The CMA has also recommended that the new UK VABEO should expire after six years, i.e. half the duration of the current EU VBER. The CMA acknowledges that this is a relatively short period but notes that it is important to be able to review the regime in this timescale to take account of what may be fast-moving market developments. The CMA has also recommended that there should be a transitional period of one year from 1 June 2022, during which agreements that are protected by the current retained VBER will continue to be protected, even if they are not compatible with the new UK VABEO.
Overall, these proposed recommendations, if enacted, will likely be favorable to brands, as they will provide clarity on the law and more flexibility to determine their online distribution arrangements, while also avoiding major divergence with EU law.
The only notable omission from the consultation document was any discussion of the CMA’s future treatment of restrictions on sales into the UK. While the scope for brands to restrict sales from the EU into the UK was limited while the UK was a member state, they have more scope to do so post-Brexit, at least as far as EU competition law is concerned. What is less clear is whether the imposition of such restrictions will be viewed as an infringement of UK competition law. It is to be hoped that this pressing issue will be addressed in the CMA’s guidance document, a draft of which should be published in due course.
Following consultation on the CMA’s proposals, the Government must decide whether to adopt them. While the CMA’s proposed changes are sensible and welcome in themselves, it is notable that the European Commission has itself proposed very similar reforms to the EU VBER regime, which will take effect on expiry of the current VBER in May 2022. The alignment of approaches is presumably not coincidental, as the European Commission’s proposals take account of the same market and case law developments and evidence base as the CMA has used. It is also likely that CMA officials had some informal contact with the European Commission’s VBER review team, notwithstanding the lack of any formal cooperation agreement between the agencies. Furthermore, the CMA has acknowledged the desirability of maintaining a consistent approach, to the extent possible, to avoid excessive complexity and costs for businesses trading in the EU and UK. This is very welcome. It is therefore to be hoped that the Government follows this pragmatic approach, notwithstanding the professed desire of ministers to exercise the UK’s new found freedom to diverge from EU law.

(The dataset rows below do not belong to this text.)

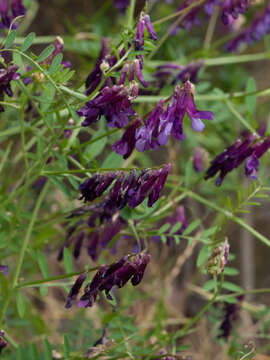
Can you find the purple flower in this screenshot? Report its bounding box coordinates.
[193,147,207,172]
[134,12,157,51]
[0,330,8,353]
[205,134,270,186]
[161,81,214,141]
[11,0,26,17]
[0,65,20,111]
[218,295,244,340]
[226,1,270,52]
[85,38,110,96]
[114,0,130,13]
[74,253,150,307]
[136,99,167,151]
[77,83,137,128]
[221,0,249,25]
[0,265,8,275]
[65,272,87,309]
[113,119,142,159]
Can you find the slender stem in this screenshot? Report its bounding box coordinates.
[203,6,219,50]
[0,182,49,327]
[174,273,224,339]
[180,187,270,246]
[127,0,136,28]
[224,99,260,138]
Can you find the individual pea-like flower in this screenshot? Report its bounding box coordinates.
[162,81,214,141]
[226,1,270,52]
[193,147,207,172]
[11,0,26,18]
[113,119,142,159]
[207,238,230,275]
[118,59,148,87]
[77,83,138,128]
[0,65,20,111]
[218,295,244,340]
[0,330,8,353]
[0,264,8,275]
[114,0,130,13]
[221,0,249,25]
[80,163,171,208]
[205,134,270,186]
[66,253,151,307]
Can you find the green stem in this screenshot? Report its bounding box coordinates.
[127,0,136,29]
[0,182,49,327]
[174,273,224,339]
[180,187,270,246]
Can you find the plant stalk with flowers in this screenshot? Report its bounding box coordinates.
[0,0,270,360]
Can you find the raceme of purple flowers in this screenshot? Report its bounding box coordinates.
[205,134,270,186]
[172,0,250,34]
[77,82,138,128]
[0,330,8,353]
[0,0,26,29]
[66,253,151,309]
[79,163,171,208]
[113,81,214,158]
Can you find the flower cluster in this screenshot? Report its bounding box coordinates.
[77,83,138,128]
[0,264,8,275]
[0,330,8,353]
[205,134,270,186]
[0,0,26,29]
[226,1,270,51]
[0,65,20,111]
[218,295,244,340]
[207,238,230,275]
[193,147,208,172]
[113,81,214,158]
[66,253,151,309]
[80,163,171,208]
[152,61,203,88]
[172,0,250,34]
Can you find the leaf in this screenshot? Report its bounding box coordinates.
[50,176,72,198]
[36,251,51,278]
[64,335,70,359]
[203,279,217,291]
[201,226,218,239]
[185,161,193,188]
[197,246,209,267]
[48,53,63,74]
[64,248,73,273]
[13,53,24,73]
[21,32,36,52]
[84,119,107,161]
[183,219,201,235]
[245,77,257,116]
[36,44,54,62]
[16,291,25,318]
[223,281,243,292]
[224,267,239,276]
[170,221,183,234]
[5,30,17,49]
[158,223,171,234]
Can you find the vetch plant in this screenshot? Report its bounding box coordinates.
[0,0,270,360]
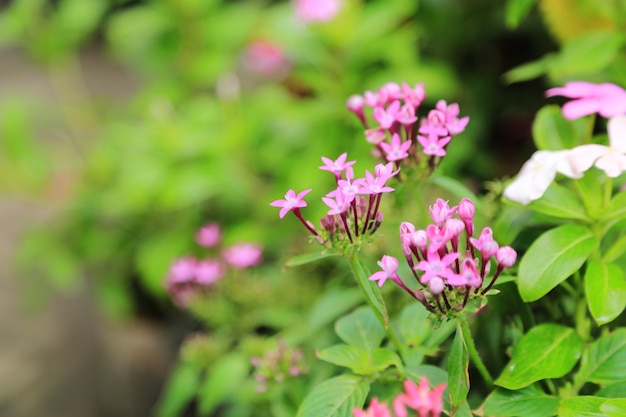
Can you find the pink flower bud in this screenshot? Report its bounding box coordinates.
[496,246,517,268]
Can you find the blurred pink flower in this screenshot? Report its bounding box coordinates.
[546,81,626,120]
[295,0,341,23]
[241,39,290,80]
[222,243,262,269]
[196,223,222,248]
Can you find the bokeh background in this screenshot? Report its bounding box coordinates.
[0,0,626,417]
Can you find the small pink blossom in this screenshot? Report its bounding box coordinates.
[319,152,356,179]
[380,133,411,162]
[196,223,222,248]
[352,397,391,417]
[222,243,262,269]
[270,189,311,219]
[546,81,626,120]
[369,255,400,287]
[195,259,226,285]
[417,134,452,157]
[295,0,342,23]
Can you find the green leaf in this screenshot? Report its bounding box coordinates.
[317,344,403,375]
[198,353,250,415]
[348,255,389,329]
[296,375,369,417]
[156,363,200,417]
[285,251,341,268]
[532,105,579,151]
[495,323,583,390]
[505,0,537,29]
[600,398,626,417]
[575,328,626,384]
[448,325,469,414]
[558,396,606,417]
[596,380,626,398]
[335,307,386,351]
[518,224,597,302]
[549,30,624,78]
[585,261,626,325]
[527,183,588,219]
[482,385,560,417]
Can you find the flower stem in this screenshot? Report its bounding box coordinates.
[457,313,493,387]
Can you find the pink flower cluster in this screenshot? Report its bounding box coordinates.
[165,223,261,307]
[369,198,517,316]
[504,81,626,204]
[352,377,446,417]
[250,340,307,392]
[270,153,398,244]
[346,83,469,172]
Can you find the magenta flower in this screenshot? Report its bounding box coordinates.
[546,81,626,120]
[393,377,446,417]
[428,198,457,227]
[295,0,341,23]
[352,397,391,417]
[369,255,400,287]
[270,189,311,219]
[417,134,452,156]
[222,243,262,269]
[380,133,412,162]
[196,223,222,248]
[194,259,226,285]
[415,251,459,284]
[319,152,356,179]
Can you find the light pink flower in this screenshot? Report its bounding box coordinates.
[319,152,356,179]
[295,0,342,23]
[352,397,391,417]
[222,243,262,269]
[270,189,311,219]
[194,259,226,285]
[369,255,400,287]
[196,223,222,248]
[546,81,626,120]
[380,133,411,162]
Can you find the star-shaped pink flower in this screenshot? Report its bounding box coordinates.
[270,189,311,219]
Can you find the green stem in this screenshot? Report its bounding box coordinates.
[457,314,493,387]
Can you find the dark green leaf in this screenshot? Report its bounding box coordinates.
[495,323,583,390]
[585,261,626,325]
[576,328,626,384]
[335,307,386,351]
[296,375,369,417]
[448,326,469,413]
[518,224,597,301]
[483,385,560,417]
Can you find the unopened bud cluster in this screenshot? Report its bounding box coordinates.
[370,198,517,317]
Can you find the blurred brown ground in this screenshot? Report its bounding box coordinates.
[0,47,176,417]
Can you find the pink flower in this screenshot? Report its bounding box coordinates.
[194,259,226,285]
[428,198,457,226]
[369,255,400,287]
[319,152,356,179]
[352,397,391,417]
[546,81,626,120]
[417,134,452,156]
[167,257,197,284]
[295,0,341,23]
[242,40,289,80]
[380,133,411,162]
[415,251,459,284]
[393,377,446,417]
[196,223,222,248]
[270,189,311,219]
[222,243,262,269]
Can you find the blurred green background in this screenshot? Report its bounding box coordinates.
[0,0,626,416]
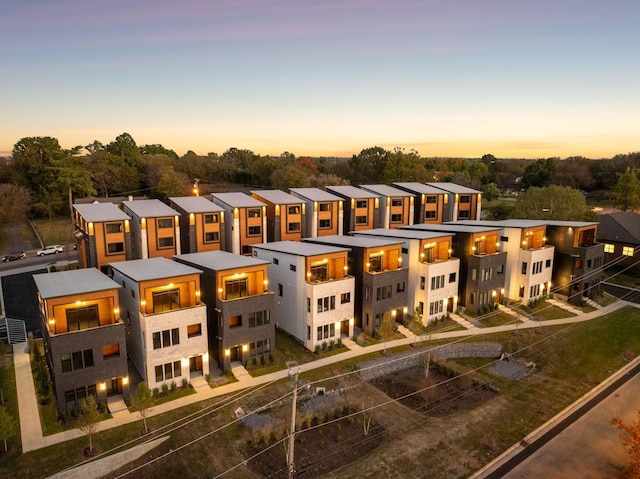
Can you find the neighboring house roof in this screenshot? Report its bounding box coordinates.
[122,200,180,218]
[394,181,445,195]
[399,223,501,233]
[427,181,482,195]
[33,268,121,299]
[598,211,640,245]
[73,203,131,223]
[109,258,202,282]
[253,241,349,256]
[169,196,223,213]
[289,188,343,201]
[302,235,402,248]
[174,251,269,271]
[211,192,266,208]
[325,185,378,198]
[360,185,412,196]
[251,190,304,205]
[352,228,455,240]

Since the European Commission has not yet published the draft text of the new EU VBER and Guidelines, it is not yet possible to identify any specific areas of divergence from the revised EU position in the UK proposal. Although the European Commission’s proposals were also broadly sensible, some changes being considered (such as introducing a new lower market share threshold for certain forms of dual distribution) would introduce new levels of complexity to the EU regime. Were the more radical reform options to be adopted by the European Commission in the new VBER and Guidelines, there could be greater divergence between the EU and UK regime than is currently anticipated.
The CMA has set a deadline of 22 July for responses to its consultation. Hopefully the European Commission will have published its draft VBER and Guideline texts by then, so that respondents can take them into account when responding to the CMA.